Regarding housing: you're sort of comparing apples and oranges --- truthfully the NYC area is more than just NYC itself and also includes northern New Jersey, parts of Westchester county, Connecticut, etc. so that available land is much larger than Singapore; in that context, the fact that the government owns most of the housing is by design, and not indicative of poverty in the same way that (hypothetically) a majority of NYC living in the public housing projects would be. (To an extent, this is true of Hong Kong as well, but the government owns a smaller percentage of the housing than in Singapore.) I'm not saying this is necessarily the best solution, but the situation is not at all similar to public housing projects in NYC or council estates in London.

I can't speak for New York but it must be similar there.
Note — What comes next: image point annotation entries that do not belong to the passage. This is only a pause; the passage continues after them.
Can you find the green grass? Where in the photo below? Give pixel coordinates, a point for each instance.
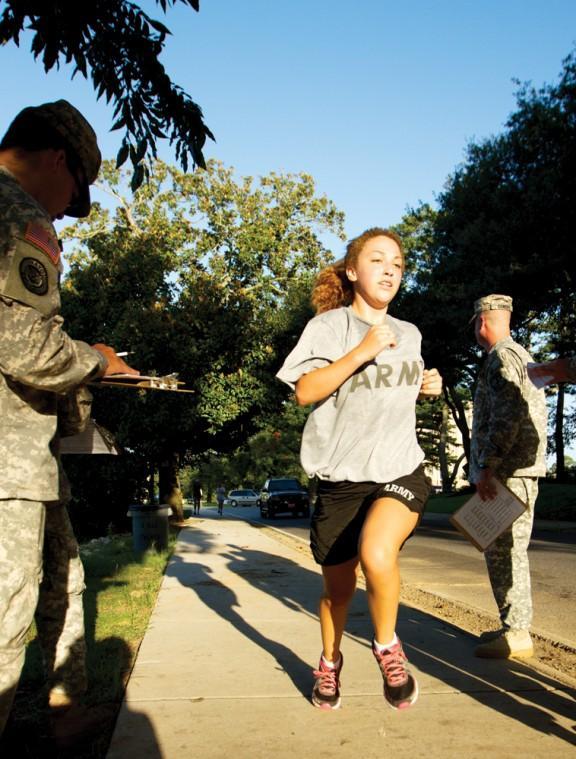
(555, 501)
(121, 590)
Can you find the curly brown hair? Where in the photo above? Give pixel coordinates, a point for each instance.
(332, 288)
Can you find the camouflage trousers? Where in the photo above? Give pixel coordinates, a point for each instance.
(507, 561)
(42, 577)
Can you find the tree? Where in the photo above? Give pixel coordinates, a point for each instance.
(504, 224)
(117, 45)
(204, 275)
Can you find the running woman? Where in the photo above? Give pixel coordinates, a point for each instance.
(362, 370)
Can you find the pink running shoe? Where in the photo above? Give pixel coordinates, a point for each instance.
(326, 691)
(400, 687)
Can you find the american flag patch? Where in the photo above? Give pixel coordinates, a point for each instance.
(41, 238)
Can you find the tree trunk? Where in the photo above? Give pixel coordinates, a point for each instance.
(169, 484)
(150, 482)
(559, 435)
(458, 410)
(443, 452)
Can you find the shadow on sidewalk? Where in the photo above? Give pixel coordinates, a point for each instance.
(434, 647)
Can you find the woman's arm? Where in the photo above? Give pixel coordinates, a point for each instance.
(321, 383)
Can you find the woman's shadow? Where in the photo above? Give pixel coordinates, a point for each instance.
(435, 647)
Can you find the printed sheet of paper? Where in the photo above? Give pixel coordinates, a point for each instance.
(94, 439)
(538, 376)
(142, 382)
(483, 521)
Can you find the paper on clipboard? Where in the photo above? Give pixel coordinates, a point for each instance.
(142, 382)
(484, 521)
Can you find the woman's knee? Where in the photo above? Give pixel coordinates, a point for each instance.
(338, 596)
(378, 561)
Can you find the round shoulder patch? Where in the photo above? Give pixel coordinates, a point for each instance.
(34, 276)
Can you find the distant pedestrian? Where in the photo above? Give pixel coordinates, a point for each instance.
(196, 496)
(362, 370)
(508, 443)
(220, 496)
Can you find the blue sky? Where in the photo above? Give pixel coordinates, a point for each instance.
(377, 100)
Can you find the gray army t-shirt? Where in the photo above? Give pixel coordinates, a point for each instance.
(366, 430)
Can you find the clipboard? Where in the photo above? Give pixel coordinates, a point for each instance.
(482, 522)
(168, 382)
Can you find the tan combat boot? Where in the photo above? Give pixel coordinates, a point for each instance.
(511, 644)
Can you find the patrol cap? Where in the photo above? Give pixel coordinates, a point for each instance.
(81, 143)
(492, 303)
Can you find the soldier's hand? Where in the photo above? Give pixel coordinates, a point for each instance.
(115, 364)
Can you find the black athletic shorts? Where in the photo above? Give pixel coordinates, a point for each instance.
(341, 509)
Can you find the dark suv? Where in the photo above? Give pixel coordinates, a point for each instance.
(284, 495)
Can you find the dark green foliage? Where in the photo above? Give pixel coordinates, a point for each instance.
(117, 45)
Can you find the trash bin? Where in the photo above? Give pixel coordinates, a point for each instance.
(149, 526)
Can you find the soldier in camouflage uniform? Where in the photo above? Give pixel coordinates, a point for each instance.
(48, 158)
(509, 443)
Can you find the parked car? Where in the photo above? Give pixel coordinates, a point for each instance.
(284, 495)
(242, 498)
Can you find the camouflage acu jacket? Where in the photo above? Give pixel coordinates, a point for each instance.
(39, 363)
(510, 416)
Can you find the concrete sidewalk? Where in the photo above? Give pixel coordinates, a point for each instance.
(224, 670)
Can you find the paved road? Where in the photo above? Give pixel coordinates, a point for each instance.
(440, 560)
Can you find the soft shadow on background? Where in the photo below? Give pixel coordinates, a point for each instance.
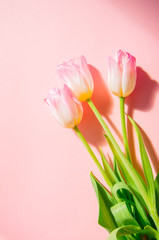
(143, 99)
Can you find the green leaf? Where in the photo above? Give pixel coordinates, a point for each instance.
(131, 176)
(140, 214)
(146, 167)
(122, 215)
(106, 201)
(124, 231)
(117, 171)
(157, 192)
(111, 176)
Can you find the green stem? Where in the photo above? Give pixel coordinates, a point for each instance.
(123, 126)
(123, 161)
(79, 134)
(155, 218)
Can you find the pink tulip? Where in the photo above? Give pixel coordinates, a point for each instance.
(76, 75)
(66, 109)
(122, 74)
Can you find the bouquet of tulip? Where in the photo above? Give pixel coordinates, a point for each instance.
(130, 208)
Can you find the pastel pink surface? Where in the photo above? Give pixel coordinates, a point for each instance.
(45, 189)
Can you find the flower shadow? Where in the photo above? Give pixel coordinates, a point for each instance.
(143, 99)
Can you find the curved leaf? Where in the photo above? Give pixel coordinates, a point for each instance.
(106, 201)
(140, 214)
(146, 166)
(122, 215)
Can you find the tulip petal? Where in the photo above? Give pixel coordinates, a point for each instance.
(114, 77)
(76, 75)
(129, 76)
(86, 72)
(63, 106)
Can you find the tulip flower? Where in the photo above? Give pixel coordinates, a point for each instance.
(122, 74)
(76, 75)
(66, 109)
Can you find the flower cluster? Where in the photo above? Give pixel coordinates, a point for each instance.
(130, 209)
(75, 74)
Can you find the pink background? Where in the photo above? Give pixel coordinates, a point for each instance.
(45, 189)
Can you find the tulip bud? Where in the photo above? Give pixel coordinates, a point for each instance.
(122, 74)
(66, 109)
(76, 75)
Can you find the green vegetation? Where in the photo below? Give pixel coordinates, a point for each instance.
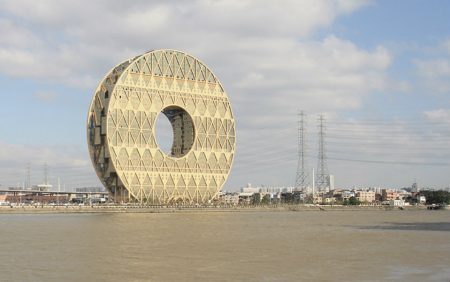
(436, 197)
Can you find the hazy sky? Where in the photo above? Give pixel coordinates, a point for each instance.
(378, 70)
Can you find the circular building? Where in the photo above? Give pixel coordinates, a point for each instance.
(121, 130)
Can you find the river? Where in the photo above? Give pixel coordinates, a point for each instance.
(226, 246)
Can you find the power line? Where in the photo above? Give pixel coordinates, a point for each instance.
(301, 177)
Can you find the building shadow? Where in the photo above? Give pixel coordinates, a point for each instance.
(416, 226)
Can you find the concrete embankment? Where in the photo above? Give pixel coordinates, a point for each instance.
(170, 209)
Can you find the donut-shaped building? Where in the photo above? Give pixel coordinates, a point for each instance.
(121, 130)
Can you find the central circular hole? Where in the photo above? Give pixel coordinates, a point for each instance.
(174, 130)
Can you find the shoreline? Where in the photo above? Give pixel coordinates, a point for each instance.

Well, most of the funding is for repairs and basically trying to keep a broken system from failing, rather than any new expansions.

The lack of a social safety net is part of the package deal with a libertarian mindset. I'm not saying it's right, but it's not hypocritical if your official stance is libertarian. This is the situation in Hong Kong as well (which has an official stance of a laissez-faire economy); there is supposedly a safety net, but it is meagre.

I think (note that this is mainly conjecture based on my experiences) Asian countries tend to have very poor social safety nets. At least a part of it can be associated to "Chinese" or "Asian" values.

To conclude: I don't think Singapore has failed in it's goal at all, especially since it beats out HK in most metrics, despite HK having a head start on development (1900s) and the "political stability" that came from being a colony (not saying that colonialism is good, of course). Ultimately your complaints seem to be leveled at the fundamental goals that Singapore had when it embarked on this mission of modernization, rather than how it went about doing it.

Ultimately, my personal metric for the successful management of a major city is, obviously, how I feel when I'm in it. And ultimately, I find Singapore to be cleaner, safer, more modern, and more efficient than either New York or Hong Kong.